Transparência e Investimentos em Debate
Um relatório interno da Amapá Previdência, referente ao período de julho a setembro de 2025, declara que a política de investimentos e a transparência da instituição “não necessitam de ação corretiva”. No entanto, o documento surpreendentemente não menciona a aplicação de R$ 400 milhões em letras financeiras do Banco Master, gerido por Daniel Vorcaro, levantando questionamentos sobre a abrangência da análise realizada.
A Amapá Previdência, responsável pelo pagamento das aposentadorias dos servidores do estado, opera sob o controle do governo local e tem enfrentado crescente escrutínio em relação à gestão de seus recursos. O relatório sugere que a instituição está em conformidade com suas diretrizes, mas a ausência de informações sobre investimentos significativos gera dúvidas.

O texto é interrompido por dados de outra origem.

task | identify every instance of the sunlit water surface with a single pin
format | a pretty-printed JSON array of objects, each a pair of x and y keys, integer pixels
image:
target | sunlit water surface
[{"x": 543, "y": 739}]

Recentemente, a situação da previdência no estado foi alvo de investigações por parte da Polícia Federal. Na manhã de sexta-feira, 6, a PF desencadeou a Operação Zona Cinzenta em Macapá, que investiga possíveis irregularidades relacionadas à aplicação de recursos do Regime Próprio de Previdência Social do Estado do Amapá (RPPS/AP). Oito mandados de busca e apreensão foram cumpridos na capital, com autorização da 4ª Vara da Justiça Federal.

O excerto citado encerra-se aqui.